Hof 's-Hertogenbsoch oordeelt in hoger beroep dat de inlener niet aannemelijk maakt dat door het tijdsverloop informatie verloren is gegaan, die zou hebben kunnen leiden tot een intrekking of matiging van haar aansprakelijkheid. X bv stelt vergeefs dat zij de namen en sofinummers van de werknemers had genoteerd. De Hoge Raad oordeelt dat de middelen of klachten niet tot cassatie kunnen leiden (art. 81 Wet RO).

Belanghebbende, X bv, heeft in 2006 een aantal werknemers van A bv bij haar laten werken.
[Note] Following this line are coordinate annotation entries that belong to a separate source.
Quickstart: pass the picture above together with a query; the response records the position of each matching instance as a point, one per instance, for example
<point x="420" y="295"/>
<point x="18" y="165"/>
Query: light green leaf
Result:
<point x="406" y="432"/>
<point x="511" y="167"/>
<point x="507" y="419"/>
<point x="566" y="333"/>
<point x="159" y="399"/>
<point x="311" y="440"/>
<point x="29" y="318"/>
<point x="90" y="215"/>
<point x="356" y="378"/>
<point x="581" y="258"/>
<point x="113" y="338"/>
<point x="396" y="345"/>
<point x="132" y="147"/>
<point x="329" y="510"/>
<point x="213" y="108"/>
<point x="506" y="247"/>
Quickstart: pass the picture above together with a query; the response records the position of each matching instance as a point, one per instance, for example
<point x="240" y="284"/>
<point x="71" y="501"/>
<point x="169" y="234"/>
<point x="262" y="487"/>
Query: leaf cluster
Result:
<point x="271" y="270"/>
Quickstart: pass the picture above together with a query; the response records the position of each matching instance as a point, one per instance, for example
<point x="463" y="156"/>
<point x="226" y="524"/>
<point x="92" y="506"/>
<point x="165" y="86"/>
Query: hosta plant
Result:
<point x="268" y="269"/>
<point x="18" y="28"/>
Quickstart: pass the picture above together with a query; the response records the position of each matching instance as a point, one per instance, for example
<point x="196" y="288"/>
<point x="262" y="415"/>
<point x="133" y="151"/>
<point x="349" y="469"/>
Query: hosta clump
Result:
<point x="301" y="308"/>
In geschil is of X bv in 2012 terecht aansprakelijk is gesteld voor de onbetaald gebleven loonheffing van de inmiddels failliete A bv. De aansprakelijkstelling is vastgesteld op € 9.194. Volgens Rechtbank Zeeland-West-Brabant is de naheffingsaanslag binnen de vijfjaarstermijn en dus tijdig aan A bv opgelegd. X bv is terecht aansprakelijk gesteld voor (een deel van de) naheffing met het anoniementarief. X bv komt niet in aanmerking voor een matiging, aangezien zij de identiteit van de werknemers niet op deugdelijke wijze heeft aangetoond. X bv gaat in hoger beroep.

Hof 's-Hertogenbsoch (V-N Vandaag 2017/2606) oordeelt dat X bv niet aannemelijk maakt dat door het tijdsverloop informatie verloren is gegaan, die zou hebben kunnen leiden tot een intrekking of matiging van de aansprakelijkheid. X bv stelt vergeefs dat zij de namen en sofinummers van de werknemers had genoteerd. Weliswaar had X bv ook de identiteit van de werknemers gecontroleerd, maar zij kan deze niet op deugdelijke wijze aantonen tegenover de ontvanger. X bv had een kopie van de ID-bewijzen moeten opnemen in de administratie of gegevens daarvan moeten noteren, zoals het soort ID-bewijs, nummer en de geldigheidsduur. Ten overvloede wordt opgemerkt dat de stortingen door X bv op de G-rekening (indirect) van invloed zijn geweest op de aansprakelijkstelling. De voor X bv meest gunstige berekenwijze van de aansprakelijkstelling, waarbij geen rekening wordt gehouden met de stortingen op de G-rekening, leverde voor X bv namelijk de meest gunstige uitkomst op. De rechtsvordering tot betaling van de naheffingsaanslag was voorts op het moment van de aansprakelijkstelling niet verjaard. Deze rechtsvordering verloopt namelijk pas vijf jaar nadat de betalingstermijn is verstreken en de aanslag geheel invorderbaar was; de aanslag was vastgesteld op 7 december 2011. Het beroep van X bv is ook voor het overige ongegrond.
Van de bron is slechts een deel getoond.